An ESP32/ESP8266/Arduino library for Arduino IDE to wrap AES encryption with Base64 support. This project is originally based on AESLib by kakopappa. This fork actually works, will be maintained at least for a while, and provides optimized methods that do not require using Arduino's flawed String objects (even though those are still in examples).
AESLib provides convenience methods for encrypting data to byte arrays and Strings, with optional additional base64 encoding to return strings instead of bare data.
In future this should use AES implementation from BearSSL, when available (to save more RAM in larger projects).
1.0.4 - fixed simple example
1.0.3 - fixed padding (after encoding, not before)
#include "AESLib.h"
AESLib aesLib;
int loopcount = 0;
char cleartext[256];
char ciphertext[512];
// AES Encryption Key
byte aes_key[] = { 0x15, 0x2B, 0x7E, 0x16, 0x28, 0xAE, 0xD2, 0xA6, 0xAB, 0xF7, 0x15, 0x88, 0x09, 0xCF, 0x4F, 0x3C };
// General initialization vector (you must use your own IV's in production for full security!!!)
byte aes_iv[N_BLOCK] = { 0, 0, 0, 0, 0, 0, 0, 0, 0, 0, 0, 0, 0, 0, 0, 0 };
// Generate IV (once)
void aes_init() {
aesLib.gen_iv(aes_iv);
// workaround for incorrect B64 functionality on first run...
encrypt("HELLO WORLD!", aes_iv);
}
String encrypt(char * msg, byte iv[]) {
int msgLen = strlen(msg);
char encrypted[2 * msgLen];
aesLib.encrypt64(msg, encrypted, aes_key, iv);
return String(encrypted);
}
String decrypt(char * msg, byte iv[]) {
unsigned long ms = micros();
int msgLen = strlen(msg);
char decrypted[msgLen]; // half may be enough
aesLib.decrypt64(msg, decrypted, aes_key, iv);
return String(decrypted);
}
void setup() {
Serial.begin(115200);
aes_init();
}
void loop() {
loopcount++;
sprintf(cleartext, "START; %i \n", loopcount);
// Encrypt
byte enc_iv[N_BLOCK] = { 0, 0, 0, 0, 0, 0, 0, 0, 0, 0, 0, 0, 0, 0, 0, 0 }; // iv_block gets written to, provide own fresh copy...

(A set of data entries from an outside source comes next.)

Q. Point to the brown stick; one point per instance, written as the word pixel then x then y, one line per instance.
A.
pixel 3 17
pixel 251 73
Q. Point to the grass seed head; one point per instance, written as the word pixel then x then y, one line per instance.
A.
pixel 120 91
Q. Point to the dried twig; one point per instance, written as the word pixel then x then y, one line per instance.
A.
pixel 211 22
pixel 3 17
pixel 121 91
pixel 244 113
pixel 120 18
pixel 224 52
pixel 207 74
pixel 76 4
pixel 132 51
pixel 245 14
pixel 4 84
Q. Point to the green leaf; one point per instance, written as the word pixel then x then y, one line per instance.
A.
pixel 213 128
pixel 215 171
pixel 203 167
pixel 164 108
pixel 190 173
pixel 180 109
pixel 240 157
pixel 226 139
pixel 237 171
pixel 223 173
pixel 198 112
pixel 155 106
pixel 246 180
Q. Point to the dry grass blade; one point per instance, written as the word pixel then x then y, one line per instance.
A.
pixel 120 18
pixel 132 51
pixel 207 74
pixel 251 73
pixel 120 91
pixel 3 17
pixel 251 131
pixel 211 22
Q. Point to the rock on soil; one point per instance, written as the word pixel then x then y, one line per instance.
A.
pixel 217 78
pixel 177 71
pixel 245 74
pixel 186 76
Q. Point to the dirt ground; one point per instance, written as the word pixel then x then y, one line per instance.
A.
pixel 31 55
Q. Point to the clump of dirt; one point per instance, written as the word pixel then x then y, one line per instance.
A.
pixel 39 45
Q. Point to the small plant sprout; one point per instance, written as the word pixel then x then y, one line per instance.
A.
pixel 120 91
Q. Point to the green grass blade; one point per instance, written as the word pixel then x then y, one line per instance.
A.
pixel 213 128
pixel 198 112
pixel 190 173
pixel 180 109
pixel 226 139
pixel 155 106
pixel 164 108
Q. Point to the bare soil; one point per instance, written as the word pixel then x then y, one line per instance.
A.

String encrypted = encrypt(cleartext, enc_iv);
sprintf(ciphertext, "%s", encrypted.c_str());
Serial.print("Ciphertext: ");
Serial.println(encrypted);
// Decrypt
byte dec_iv[N_BLOCK] = { 0, 0, 0, 0, 0, 0, 0, 0, 0, 0, 0, 0, 0, 0, 0, 0 }; // iv_block gets written to, provide own fresh copy...
String decrypted = decrypt(ciphertext, dec_iv);
Serial.print("Cleartext: ");
Serial.println(decrypted);
delay(500);
}
Requires node.js and npm.
Enter the nodejs folder in Terminal and install required npm packages with npm install . command.
You can run the example with node index.js as you know it, and then dig into the source code to adjust for your purposes.
// Setup CryptoJS
var CryptoJS = require("crypto-js");
var esp8266_msg = 'ei6NxsBeWk7hj41eia3S0Od26goTtxHvwO6V27LwSW4='; // = "START; 380"
var esp8266_iv = 'AAAAAAAAAAAAAAAAAAAAAA==';
var AESKey = '2B7E151628AED2A6ABF7158809CF4F3C';
var plain_iv = new Buffer(esp8266_iv, 'base64').toString('hex');
var iv = CryptoJS.enc.Hex.parse(plain_iv);
var key = CryptoJS.enc.Hex.parse(AESKey);
// Decrypt
var bytes = CryptoJS.AES.decrypt( esp8266_msg, key, { iv: iv } );
var plaintext = bytes.toString(CryptoJS.enc.Base64);
var decoded_b64msg = new Buffer(plaintext, 'base64').toString('ascii');
var decoded_msg = new Buffer(decoded_b64msg, 'base64').toString('ascii');
console.log("Decrypted message: ", decoded_msg);
This is an AES library for the Arduino, based on tzikis's AES library, was previously here. Tzikis library was based on scottmac's library, which was previously here, but now seems to be removed.